To support normalized database use and facilitate topic-level analysis, we also provide a secondary table containing one row per event–topic pair. This table, event_topics.csv, includes two columns: event_id and topic. It allows users to easily perform frequency analysis, build relational models, or conduct topic-based filtering without additional preprocessing. The original topics field in the main dataset uses a pipe-delimited format; this supplemental file provides an alternative structure that adheres to first normal form.

Dataset validation

Because this dataset was constructed through web scraping, traditional validation techniques—such as comparing against an external authoritative source—do not directly apply, as no comprehensive structured dataset of Federalist Society events and speakers exists for benchmarking. Instead, we ensured internal consistency, completeness, and accurate extraction of structured information by implementing duplicate resolution and manual verification of sampled records.

Missing data and limitations

This dataset covers events from 1984 to 2024, but only 44 events (0.2%) date from 1984 through 2006. Since the Federalist Society could not have maintained an online event archive in the earliest years, these records must have been added retroactively.
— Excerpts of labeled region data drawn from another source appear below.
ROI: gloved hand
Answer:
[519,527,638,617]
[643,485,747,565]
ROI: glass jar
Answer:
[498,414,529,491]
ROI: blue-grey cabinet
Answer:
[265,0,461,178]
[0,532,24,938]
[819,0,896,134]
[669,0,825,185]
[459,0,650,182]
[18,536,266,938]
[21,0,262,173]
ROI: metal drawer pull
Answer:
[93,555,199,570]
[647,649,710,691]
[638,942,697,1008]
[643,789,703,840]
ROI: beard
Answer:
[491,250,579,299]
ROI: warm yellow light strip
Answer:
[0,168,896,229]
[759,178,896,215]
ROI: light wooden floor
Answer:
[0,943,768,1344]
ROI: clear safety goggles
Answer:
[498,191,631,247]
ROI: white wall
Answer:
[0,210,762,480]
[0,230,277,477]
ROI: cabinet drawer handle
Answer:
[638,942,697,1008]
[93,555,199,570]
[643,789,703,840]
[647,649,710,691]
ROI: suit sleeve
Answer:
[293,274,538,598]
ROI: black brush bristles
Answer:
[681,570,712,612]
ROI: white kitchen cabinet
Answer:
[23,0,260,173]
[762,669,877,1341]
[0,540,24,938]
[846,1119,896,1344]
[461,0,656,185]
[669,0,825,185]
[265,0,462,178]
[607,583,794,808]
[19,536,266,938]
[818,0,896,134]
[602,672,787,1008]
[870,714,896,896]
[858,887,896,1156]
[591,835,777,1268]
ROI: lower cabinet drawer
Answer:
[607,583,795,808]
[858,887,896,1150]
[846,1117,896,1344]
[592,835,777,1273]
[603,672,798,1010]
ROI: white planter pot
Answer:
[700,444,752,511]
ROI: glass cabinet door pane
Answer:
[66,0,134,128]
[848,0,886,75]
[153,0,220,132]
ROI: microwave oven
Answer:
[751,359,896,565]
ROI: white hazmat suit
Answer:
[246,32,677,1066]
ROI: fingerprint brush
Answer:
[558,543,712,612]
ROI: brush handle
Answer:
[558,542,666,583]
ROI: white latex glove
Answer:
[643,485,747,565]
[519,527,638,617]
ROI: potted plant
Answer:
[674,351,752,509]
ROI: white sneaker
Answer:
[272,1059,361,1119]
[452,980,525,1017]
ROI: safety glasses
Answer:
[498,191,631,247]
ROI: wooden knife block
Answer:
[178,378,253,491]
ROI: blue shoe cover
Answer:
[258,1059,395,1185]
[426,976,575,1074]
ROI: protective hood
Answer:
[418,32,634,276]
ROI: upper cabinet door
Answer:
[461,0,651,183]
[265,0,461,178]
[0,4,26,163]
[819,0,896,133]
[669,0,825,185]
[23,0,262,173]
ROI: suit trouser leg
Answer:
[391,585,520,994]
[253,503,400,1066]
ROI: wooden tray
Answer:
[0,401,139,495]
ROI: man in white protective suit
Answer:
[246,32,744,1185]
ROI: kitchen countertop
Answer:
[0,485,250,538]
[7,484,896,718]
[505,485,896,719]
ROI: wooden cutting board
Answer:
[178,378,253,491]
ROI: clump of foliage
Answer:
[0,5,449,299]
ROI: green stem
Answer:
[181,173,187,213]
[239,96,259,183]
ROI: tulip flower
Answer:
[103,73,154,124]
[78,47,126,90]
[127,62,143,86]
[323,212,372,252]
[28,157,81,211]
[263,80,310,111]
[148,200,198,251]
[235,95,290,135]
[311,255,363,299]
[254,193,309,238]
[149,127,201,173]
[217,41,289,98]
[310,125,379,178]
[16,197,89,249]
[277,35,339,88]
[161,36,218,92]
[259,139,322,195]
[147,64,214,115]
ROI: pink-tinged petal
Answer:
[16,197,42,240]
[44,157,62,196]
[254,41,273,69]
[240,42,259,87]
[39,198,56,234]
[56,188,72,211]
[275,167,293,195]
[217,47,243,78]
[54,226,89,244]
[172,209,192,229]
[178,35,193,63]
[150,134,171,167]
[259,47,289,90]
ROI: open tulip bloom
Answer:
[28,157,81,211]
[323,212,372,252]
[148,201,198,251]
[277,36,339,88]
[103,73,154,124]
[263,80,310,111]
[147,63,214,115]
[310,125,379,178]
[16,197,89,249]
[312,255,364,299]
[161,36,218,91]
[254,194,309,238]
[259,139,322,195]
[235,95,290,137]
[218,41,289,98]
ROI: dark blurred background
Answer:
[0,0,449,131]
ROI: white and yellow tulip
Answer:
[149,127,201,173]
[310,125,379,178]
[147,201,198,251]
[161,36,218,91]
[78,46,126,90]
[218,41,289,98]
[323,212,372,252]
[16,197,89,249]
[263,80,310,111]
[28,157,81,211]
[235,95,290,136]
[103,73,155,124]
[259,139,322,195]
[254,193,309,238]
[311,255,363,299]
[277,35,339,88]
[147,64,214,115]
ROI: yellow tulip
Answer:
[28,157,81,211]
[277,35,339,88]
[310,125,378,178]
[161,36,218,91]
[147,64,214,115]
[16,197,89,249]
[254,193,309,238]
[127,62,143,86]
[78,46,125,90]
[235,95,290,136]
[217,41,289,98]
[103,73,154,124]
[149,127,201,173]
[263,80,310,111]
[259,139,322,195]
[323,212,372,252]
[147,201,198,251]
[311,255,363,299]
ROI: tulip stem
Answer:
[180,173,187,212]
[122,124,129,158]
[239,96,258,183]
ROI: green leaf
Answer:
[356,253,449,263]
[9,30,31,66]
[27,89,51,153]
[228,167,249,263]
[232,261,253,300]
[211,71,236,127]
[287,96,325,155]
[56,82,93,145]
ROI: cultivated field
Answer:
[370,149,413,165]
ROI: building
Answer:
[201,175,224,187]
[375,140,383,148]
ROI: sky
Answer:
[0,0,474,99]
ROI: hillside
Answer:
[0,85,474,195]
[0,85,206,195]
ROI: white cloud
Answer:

There is a sharp increase—from 9 events in 2006 to 357 in 2007—which likely reflects a shift to systematic online record-keeping. Alternatively, it could represent a sudden, significant expansion in the number of events the organization hosted. Further archival research would be needed to determine the precise cause. Regardless, researchers should treat 2007–2024 as the dataset’s effective coverage period.

Because web scraping captures only what is publicly available, any missing event descriptions, speaker biographies, or other metadata on the Federalist Society’s site at the time of collection remain missing in the dataset. For example, some events ( e.g., annual conventions, holiday parties, and networking receptions) do not list individual speakers, and some speaker biography pages exist without any content beyond a standard disclaimer.

Table 1 documents the extent of missing data and provides likely explanations. While the table presents all fields with missing data, it is important to distinguish between different types of missingness. In some cases—such as missing topics or sponsors—the absence of data likely reflects a deliberate omission because the field is irrelevant to that type of event (e.g., informal gatherings or social receptions). In other cases—such as missing speaker biographies—the field is expected to contain content, but none was provided. These differences are conceptually meaningful: the former stems from construct-driven exclusion, while the latter represents missing data in the traditional sense.

Table 1. Summary of missing data across key fields in the dataset.

The columns are: variable; number and percentage of missing records; number and percentage of unique events affected; and likely explanation. Gaps reflect structural patterns in event documentation rather than data collection artifacts. For example, networking events and large conventions often lack listed speakers, while some speaker biography pages exist without biographical content beyond a standard disclaimer.

Variable(s) Missing records Missing unique events Likely explanation
all speaker info 2,512 (8.1%) 2,512 (12.4%) Events without named speakers, such as networking events or multi-session conferences. Examples include “2011 National Lawyers Convention,” and “2019 Summer Social.”
bio_content only 5,588 (18.1%) 4,358 (21.6%) Some speakers have a biography link but no biographical text, only a disclaimer stating that “appearance does not imply any other endorsement or relationship between the person and the Federalist Society.”
sponsors 733 (2.4%) 330 (1.6%) Some events do not list sponsors, particularly broad-topic panels or private events.
topics 8,161 (26.4%) 6,075 (30.0%) Some events do not include topical labels, especially informal gatherings.
event_type 3,233 (10.5%) 1,553 (7.7%) Some events do not specify a format ( e.g., lecture, panel, seminar).
paragraph_content 5,586 (18.1%) 4,069 (20.1%) Some events lack descriptions beyond title and date.
address 7,157 (23.2%) 4,864 (24.1%) Online events and some others lack detailed location information.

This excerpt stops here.